City leaders have called on central and local government to join forces and create new ‘clean energy action partnerships’.
The UK100 group of civic leaders has published a report, which claims by working together, central and local government will be able to develop clean energy projects of ‘sufficient scale and ambition’, as well as unlock much-needed finance.
It also state a move towards local clean energy is essential for the UK’s post-Brexit export strategy and will help improve this country’s energy resilience.
The report also urges Whitehall to put clean and smart energy at the heart of its industrial strategy.
It cites the Heat Network Delivery Unit and the ELENA European programme as good examples of local authorities developing integrated projects.
‘Integrated whole-systems thinking is what clean energy transition requires and local leaders are well-placed to deliver,’ the report states.
‘They think across the whole economy, have levers on a range of sectors that are important to decarbonisation.
‘They are also closer to their community than national government, and are thus able to bring their communities with them, emphasising and wellbeing benefits for their residents and businesses.’
The co-chair of the UK100 group and Peterborough City Council, Cllr John Holdich, added: ‘Cities like Peterborough have been making the most of support such as feed-in-tariffs to clean up our energy supply, but we could do with a much more critical friend to help us develop projects at a bigger scale.
‘We are generating income for the city, encouraging jobs growth and putting money back into community projects.
‘This makes sound business sense. We want UK cities to be global leaders in clean energy industries. We can then export our solutions to the world.’
Local energy companies needed
The UK100 report follows the publication of a new green paper by the Core Cities group, which also calls for more local energy companies.
The paper, entitled Invest Reform Trust, claims more investment is needed to help cities ‘generate more of their own energy’ and adds local energy companies will help improve air quality.
And it cites the work done by several members of the Core Cities group – including Bristol and Nottingham – which already have ‘highly-successful local energy generation and supply companies’.
Renewable energy has also been in the news this week after the government published the details of the successful bids in the second Contracts for Difference (CfD) round.

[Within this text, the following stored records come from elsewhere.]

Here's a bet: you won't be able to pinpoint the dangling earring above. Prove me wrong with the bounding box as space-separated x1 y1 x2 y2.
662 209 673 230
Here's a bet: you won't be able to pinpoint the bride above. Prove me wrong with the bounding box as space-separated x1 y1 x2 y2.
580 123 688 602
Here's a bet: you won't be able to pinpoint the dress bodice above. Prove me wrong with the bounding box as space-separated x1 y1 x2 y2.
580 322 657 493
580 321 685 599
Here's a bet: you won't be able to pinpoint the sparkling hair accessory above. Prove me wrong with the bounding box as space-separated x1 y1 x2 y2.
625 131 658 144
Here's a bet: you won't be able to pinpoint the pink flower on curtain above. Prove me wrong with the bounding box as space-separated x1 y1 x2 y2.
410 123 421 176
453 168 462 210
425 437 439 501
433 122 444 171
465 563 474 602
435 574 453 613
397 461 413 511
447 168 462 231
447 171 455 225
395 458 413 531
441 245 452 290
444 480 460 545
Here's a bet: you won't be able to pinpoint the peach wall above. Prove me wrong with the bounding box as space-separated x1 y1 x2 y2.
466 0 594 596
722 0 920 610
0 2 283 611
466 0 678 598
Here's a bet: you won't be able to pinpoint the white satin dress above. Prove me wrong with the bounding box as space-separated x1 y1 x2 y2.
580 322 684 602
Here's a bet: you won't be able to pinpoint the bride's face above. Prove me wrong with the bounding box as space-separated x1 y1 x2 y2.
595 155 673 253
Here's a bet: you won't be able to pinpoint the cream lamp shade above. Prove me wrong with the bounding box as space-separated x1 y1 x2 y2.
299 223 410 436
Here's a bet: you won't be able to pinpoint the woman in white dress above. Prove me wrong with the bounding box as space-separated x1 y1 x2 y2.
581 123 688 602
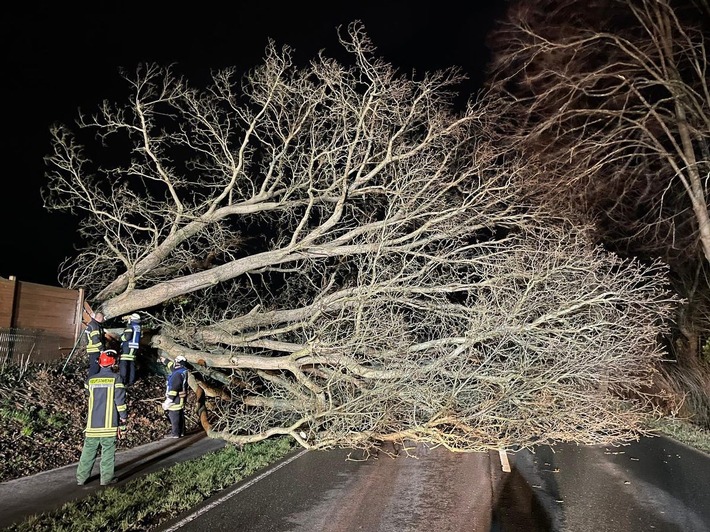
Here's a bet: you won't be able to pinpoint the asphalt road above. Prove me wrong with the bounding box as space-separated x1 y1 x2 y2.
511 435 710 532
158 442 511 532
157 435 709 532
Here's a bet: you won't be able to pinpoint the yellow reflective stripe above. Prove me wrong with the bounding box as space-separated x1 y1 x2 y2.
104 388 113 429
85 428 117 437
167 394 185 410
87 330 102 351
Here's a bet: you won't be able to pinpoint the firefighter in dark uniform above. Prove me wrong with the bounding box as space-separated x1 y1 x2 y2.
76 349 128 486
84 311 106 378
119 312 141 386
161 355 189 438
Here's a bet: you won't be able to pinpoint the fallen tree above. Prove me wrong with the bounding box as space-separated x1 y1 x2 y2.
43 22 677 453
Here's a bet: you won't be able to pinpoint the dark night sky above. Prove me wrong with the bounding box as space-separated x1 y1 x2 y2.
1 2 509 286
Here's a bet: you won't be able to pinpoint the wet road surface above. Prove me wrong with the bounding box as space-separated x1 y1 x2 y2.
159 442 540 532
509 435 710 532
158 435 709 532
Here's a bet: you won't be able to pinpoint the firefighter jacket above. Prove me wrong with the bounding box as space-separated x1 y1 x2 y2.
165 365 188 411
84 317 105 356
83 366 127 438
120 320 141 362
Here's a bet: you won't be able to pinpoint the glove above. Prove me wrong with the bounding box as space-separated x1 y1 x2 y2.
161 398 173 411
117 423 128 439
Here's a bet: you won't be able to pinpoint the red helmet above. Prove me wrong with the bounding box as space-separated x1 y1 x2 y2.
98 350 117 367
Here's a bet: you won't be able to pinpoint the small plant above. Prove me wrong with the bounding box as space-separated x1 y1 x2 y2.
0 406 33 428
37 409 69 430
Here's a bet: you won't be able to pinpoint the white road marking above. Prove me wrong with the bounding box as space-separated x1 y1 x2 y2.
162 448 309 531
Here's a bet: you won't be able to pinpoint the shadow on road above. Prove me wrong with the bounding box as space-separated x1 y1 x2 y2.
491 465 554 532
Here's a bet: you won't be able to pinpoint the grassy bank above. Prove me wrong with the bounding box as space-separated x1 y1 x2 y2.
650 417 710 454
6 437 296 532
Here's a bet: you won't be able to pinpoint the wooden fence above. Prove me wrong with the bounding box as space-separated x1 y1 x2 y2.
0 276 84 364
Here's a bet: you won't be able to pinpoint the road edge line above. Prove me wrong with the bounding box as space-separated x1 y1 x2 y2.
161 448 309 531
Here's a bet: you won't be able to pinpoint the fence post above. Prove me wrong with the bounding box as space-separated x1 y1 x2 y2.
9 276 18 328
74 288 85 345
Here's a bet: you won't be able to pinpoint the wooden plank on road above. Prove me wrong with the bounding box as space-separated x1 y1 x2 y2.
499 448 511 472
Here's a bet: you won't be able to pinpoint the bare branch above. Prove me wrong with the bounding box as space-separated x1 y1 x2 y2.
43 20 678 453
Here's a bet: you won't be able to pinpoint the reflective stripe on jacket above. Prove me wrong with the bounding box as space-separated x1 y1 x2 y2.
85 318 105 355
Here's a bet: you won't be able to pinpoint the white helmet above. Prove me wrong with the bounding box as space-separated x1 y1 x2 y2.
129 313 141 321
175 355 187 365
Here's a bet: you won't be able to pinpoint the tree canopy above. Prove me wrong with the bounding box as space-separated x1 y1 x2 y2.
43 21 677 453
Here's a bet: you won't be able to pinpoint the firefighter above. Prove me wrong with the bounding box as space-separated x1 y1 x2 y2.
161 355 189 438
84 311 106 378
76 349 128 486
119 313 141 386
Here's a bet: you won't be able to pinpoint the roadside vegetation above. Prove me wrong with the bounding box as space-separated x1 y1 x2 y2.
0 359 171 483
5 437 296 532
651 418 710 455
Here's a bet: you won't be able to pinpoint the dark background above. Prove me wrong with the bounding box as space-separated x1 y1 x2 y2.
2 2 509 286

The price of offshore wind was widely expected to fall in the auction, but the news of a strike price of just £58 per megawatt hour by 2022/23 took many by surprise.
But new analysis by the think tank Green Alliance following the auction results claims delaying any further deployment of renewables in the UK could cost consumers up to £2.6bn more per year in 2025.
By 2030, said the think tank, the benefits of investing in renewable energy could be huge, resulting in consumer savings of more than £5bn.
However, under current plans spending on nuclear power is set to be more than twice that on renewables by 2030, even though the CfD auction proves renewables can provide more power at a lower price.
It adds the UK is able to meet its 2030 carbon targets without further new nuclear power in the 2020s.
‘Since 2015, the UK has been cutting back on renewables just as they’ve become cheap, having previously invested heavily to bring down their costs,’ said senior policy adviser, Chaitanya Kumar.
‘A smarter strategy would be to follow through on the earlier investment and buy more of this cheaper, clean energy, which would keep energy bills down and support new jobs in the renewables industry across the country.’